Permissions setup for a Debian web host

> This is another of those “note-to-self” posts, where I detail how I’m setting something up so that I can refer back to it, or so I can point someone else to it. As if often the case, some of this may be Debian-specific…

There are different ways of approaching the task of setting the permissions for web directories, depending on how many users have access to the server, how many sites are sharing the server, and lots of other concerns. I tend to be in a situation where anyone who has shell access to the server is at a level trusted with web content, so that simplifies the process somewhat. I’ll look at different levels of dealing with this questions, in increasing levels of security.

## Simplest approach: use the `www-data` group

This is the default group that Debian has for web daemons. If you add everyone who can log in to this group, you can then use this group for all web directories that the notional “web team” needs to access, and make them “group writable”. **Be aware that this configuration also allows the Apache daemon itself to write to the web directories, which is an obvious potential security issue, so you need to be sure that the web applications in there don’t/won’t allow that.**

You can either specify the group when creating the user:

adduser –ingroup www-data USER

or add an existing user to the group:

adduser USER www-data

## Almost as simple as simplest approach: create a `webdev` group

This is also a very simple approach, which won’t allow Apache to write to the web directories, unless you specifically allow it. (This would usually be for cache directories, image upload and so on.)

“webdev” is just an arbitrary name, it can be anything you like as long as it doesn’t exist. First create your new group, then add the user(s) to it:

addgroup webdev
adduser USER webdev

It goes without saying (or should do) that for the above to work, you also need to allow the right group access to the web directories you need. A simple example of this, making a few assumptions of your directory layout, would be:

chgrp -R webdev /www/www.example.com/htdocs
chmod -R g+w /www/www.example.com/htdocs

So what did we just do?

First, we recursively (`-R`) changed the group to be `webdev` for the `htdocs` directory. Then, we (also recursively) allowed the group write-access (`g+w`) on `htdocs`. Which means: from now on, anyone in the `webdev` group can create and edit files in `htdocs` and any of its subdirectories. Note that these lines will stop any previously configured group-access from working (if it’s a different group from `webdev`). However, if we have a directory with write-access for everyone (AKA “`chmod 777`”) as is sometimes the case with cache directories, for example, they won’t be affected.

So, how can we make this more granular?

## Multi-layered approach: create per-site groups

If we wanted to have some directories writable by all our web team, and others by certain people in certain sub-teams, we can create multiple groups.

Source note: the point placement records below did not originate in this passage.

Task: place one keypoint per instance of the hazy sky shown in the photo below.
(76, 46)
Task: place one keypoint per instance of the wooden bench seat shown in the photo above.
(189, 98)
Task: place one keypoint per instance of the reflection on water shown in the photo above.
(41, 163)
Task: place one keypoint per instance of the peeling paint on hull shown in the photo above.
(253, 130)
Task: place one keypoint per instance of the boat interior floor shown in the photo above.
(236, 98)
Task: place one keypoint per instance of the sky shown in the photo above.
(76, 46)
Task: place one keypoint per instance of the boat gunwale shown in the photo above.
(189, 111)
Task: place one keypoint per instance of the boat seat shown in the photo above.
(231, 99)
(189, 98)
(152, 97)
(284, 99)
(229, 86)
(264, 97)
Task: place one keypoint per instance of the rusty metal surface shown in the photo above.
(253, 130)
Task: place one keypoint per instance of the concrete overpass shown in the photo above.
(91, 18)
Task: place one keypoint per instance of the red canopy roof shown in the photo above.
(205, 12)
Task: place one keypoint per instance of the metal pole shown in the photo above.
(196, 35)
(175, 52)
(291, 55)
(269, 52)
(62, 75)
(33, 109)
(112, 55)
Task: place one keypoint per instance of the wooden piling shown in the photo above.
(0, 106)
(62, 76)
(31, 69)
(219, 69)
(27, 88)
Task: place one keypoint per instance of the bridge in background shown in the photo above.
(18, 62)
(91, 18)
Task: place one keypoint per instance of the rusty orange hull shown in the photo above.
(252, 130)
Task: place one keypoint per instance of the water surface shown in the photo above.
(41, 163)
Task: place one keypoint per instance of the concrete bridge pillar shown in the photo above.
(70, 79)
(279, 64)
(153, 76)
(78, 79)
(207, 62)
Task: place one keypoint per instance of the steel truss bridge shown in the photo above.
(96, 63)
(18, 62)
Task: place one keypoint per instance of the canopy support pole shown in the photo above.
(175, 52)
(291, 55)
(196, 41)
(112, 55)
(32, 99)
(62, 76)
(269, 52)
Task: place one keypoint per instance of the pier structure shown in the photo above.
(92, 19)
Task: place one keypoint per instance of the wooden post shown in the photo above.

Take, for example, two subdomain sites on example.com: foo.example.com and bar.example.com. Of course, these could be different domains, I’m just sticking with example.com for the, er, examples. We want to deny editing access to the teams working on these two sites to each other’s site. A solution is to create two groups: `webdev-foo` and `webdev-bar`, maybe.

addgroup webdev-foo
addgroup webdev-bar
adduser fooguy webdev-foo
adduser foogal webdev-foo
adduser barboy webdev-bar
chgrp -R webdev-foo /www/foo.example.com/htdocs
chgrp -R webdev-bar /www/bar.example.com/htdocs
chmod -R g+w /www/foo.example.com/htdocs /www/bar.example.com/htdocs

This takes care of giving write-access for their sites to `fooguy`, `foogal` and `barboy`. Neither `fooguy` nor `foogal` will be able to write to the bar.example.com site’s directory, and `barboy` won’t be able to edit foo.example.com. If we want to allow all three of them to edit or create inside the main site, we just add them to the `webdev` group, assuming we’ve already set the permissions for its root directory and children to be `g+w`.

adduser fooguy webdev
adduser foogal webdev
adduser barboy webdev

## Checking permissions

If we pop over and have a look at these directories, what should be see?

cd /www
ls -l *example.com

The output should be something like:

bar.example.com:
total 4
drwxrwxr-x 2 root webdev-bar 4096 2012-01-09 18:49 htdocs

foo.example.com:
total 4
drwxrwxr-x 2 root webdev-foo 4096 2012-01-09 18:49 htdocs

www.example.com:
total 4
drwxrwxr-x 2 root webdev 4096 2012-01-09 18:50 htdocs

What does that mean? What we’re seeing here is that in all cases, the permissions are set as `drwxrwxr-x`, which means:

1. It’s a directory
2. User permissions are `rwx` – Read/Write/eXecute
3. Group permissions are also `rwx`
4. Other (“world”) permissions are `r-x` – Read/eXecute

We can also see that each of the `htdocs` entries has `root` as its owner, and the respective group we set before as its group. If we’ve already got a super simple site in these – just an index and an image directory – and list inside of htdocs, we should see:

bar.example.com/htdocs:
total 4
drwxrwxr-x 2 root webdev-bar 4096 2012-01-09 19:01 img
-rw-rw-r– 1 root webdev-bar 0 2012-01-09 18:59 index.html

foo.example.com/htdocs:
total 4
drwxrwxr-x 2 root webdev-foo 4096 2012-01-09 19:01 img
-rw-rw-r– 1 root webdev-foo 0 2012-01-09 18:59 index.html

www.example.com/htdocs:
total 4
drwxrwxr-x 2 root webdev 4096 2012-01-09 19:01 img
-rw-rw-r– 1 root webdev 0 2012-01-09 18:59 index.html

This tells use that the index and the directory are both editable by the right groups as well. (Files are `-rw-rw-r–`, meaning user and group read/write and world read-only.)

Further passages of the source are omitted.